Segregation and Counter-Hegemony in Colonial Algiers




The Battle of Algiers 1957. Photo by Nacerdine ZEBAR/Gamma-Rapho via Getty Images.


Part 1. Introduction

Colonial Algiers was more than a state outpost. It was the centerpiece of the French imperial project in North Africa. For Paris, Algeria was France itself - “the most important, the most cherished, the most invested in, and the most problematic of all French territories”. From the invasion in 1830 until independence in 1962, Algiers, the capital and municipal core, was systematically reorganised through a programme of spatial hegemony and planning. Its urban form entrenched material and racial inequality as well as ideological domination.

Frantz Fanon described the colonial world as divided in two, inhabited by opposing species. In Algiers, this duality was clear. European quarters were spacious, well-maintained, and affluent, while the Casbah - the historic urban core - was dense, impoverished, and constrained. Fanon wrote:

“The settlers' town is a strongly built town, all made of stone and steel. It is a brightly lit town; the streets are covered with asphalt […] The native town is a crouching village, a town on its knees, a town wallowing in the mire”.

Algiers’ architecture was a deliberate tool of military and social engineering. French authorities, by framing the world in a crude West/rest dichotomy, reduced complex realities into a regime of Euro-American power, making intervention appear necessary. This essay presents Algiers as both an instrument of control and bed for resistance. By analysing the connections between urban planning, everyday life, and insurgent praxis, it positions the city as a site where subjugation was contested and ultimately overturned.

Part 2. Segregation

    Spatial Power

Following the French occupation, urban and rural policies efficiently privileged European settlers while repressing Algerian populations. Hegemony was enforced not only through coercion but also via psychological, administrative, and social means. Framed as a civilising mission, interventions appeared benevolent while concealing structural objectives. In rural areas, land dispossession and the reassignment of “productive land” obstructed livelihoods and drove mass migration to cities. In Algiers, investment was selective. European districts featured wide boulevards and large squares fit for military assembly, civic buildings, and rational infrastructure, projecting order. By contrast, the Casbah was overcrowded and poorly serviced, read by elites as evidence of native deficiency and resistance to change.

    Assimilation and Exclusion

The production of space is a social process, shaped by culture, politics, and economics.
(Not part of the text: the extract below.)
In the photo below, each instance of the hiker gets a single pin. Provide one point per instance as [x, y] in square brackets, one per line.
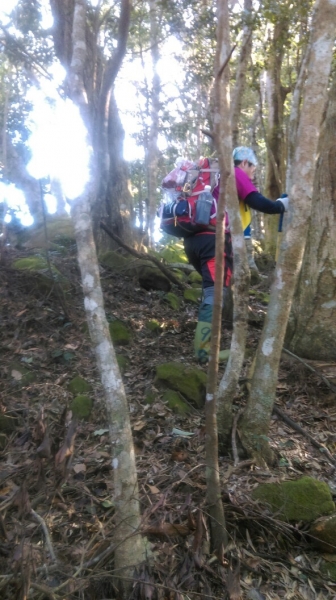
[200, 247]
In Algiers, exclusion confined agency while also producing the conditions for disobedience. Early assimilationist leaders, such as Ferhat Abbas, sought civic inclusion for Muslims while affirming Islamic identity. Repeatedly denied, Abbas concluded that “one cannot build on the wind”. Within these constraints, organic intellectuals emerged as leaders of the liberation movement, capable of translating marginalisation into consciousness. Islam provided cohesion and frameworks for mobilisation, while suppression of reformist channels left armed insurgency as the only viable path.

As Fanon emphasised, insurgency was not merely a tactic but a preparation of self and community:

“The native who decides to put the programme into practice, and to become its moving force, is ready for violence at all times. From birth it is clear to him that this narrow world, strewn with prohibitions, can only be called in question by absolute violence”.
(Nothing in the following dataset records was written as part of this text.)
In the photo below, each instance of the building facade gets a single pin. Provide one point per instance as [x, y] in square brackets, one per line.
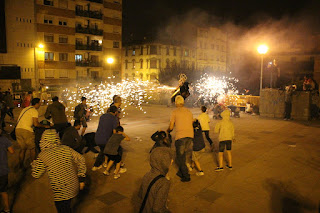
[206, 52]
[146, 61]
[69, 40]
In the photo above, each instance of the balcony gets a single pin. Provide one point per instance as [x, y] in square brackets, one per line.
[87, 63]
[88, 13]
[88, 30]
[96, 1]
[92, 46]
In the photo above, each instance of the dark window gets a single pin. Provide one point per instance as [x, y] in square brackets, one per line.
[153, 63]
[63, 56]
[116, 44]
Geographic and social barriers did more than display oppression, directing attention to density, networks, and operational readiness.

    Tactical Advantage

The Casbah typified centuries of Islamic planning, designed for privacy and introspection centred on the home. Narrow alleys, irregular layouts, and dead ends limited visibility while enabling discreet movement. Courtyards and arcades structured domestic life, providing spaces for social exchange, while rooftops offered an alternative public realm overlooking the city and sea. Islamic norms also gendered space, allocating streets primarily to men, and domestic interiors to women. Mosques, schools, and hammams organised circulation and structured cultural norms. Together, these features and the Casbah’s tight connectivity supported disruption, despite being dismissed as disordered by the imperialists.

Part 3. Counter-Hegemony

    War of Position - Theory


Antonio Gramsci’s distinction between war of position and war of manoeuvre is applicable to the Algerian resistance. The war of position is a slow, often underground effort to establish counter-hegemony through cultural, political, and intellectual preparation, whereas the war of manoeuvre represents direct confrontation and political praxis. In Algiers, routine practices, like neighbourhood solidarity, transmission of historical knowledge, and preservation of religious identity, constituted the war of position, building the mental, social, and logistical infrastructure for insurgency. French authorities recognised the threat and responded with intensified violence, aiming to render dissent impossible. 

    War of Position - Applied

In Algiers, the war of position unfolded through culture, consciousness, and the city’s spatial set-up. Mass mobilisation produced a shared purpose, transforming “othered” imperial subjects into political citizens. Denied access to European districts, residents forged autonomous circuits. Mosques and schools served as informal teaching spaces, while homes became sites for coordination and protection. These practices enacted the intellectual and cultural struggle Gramsci describes, preserving Islamic identity, histories, and sustaining associations that colonial planning sought to erase.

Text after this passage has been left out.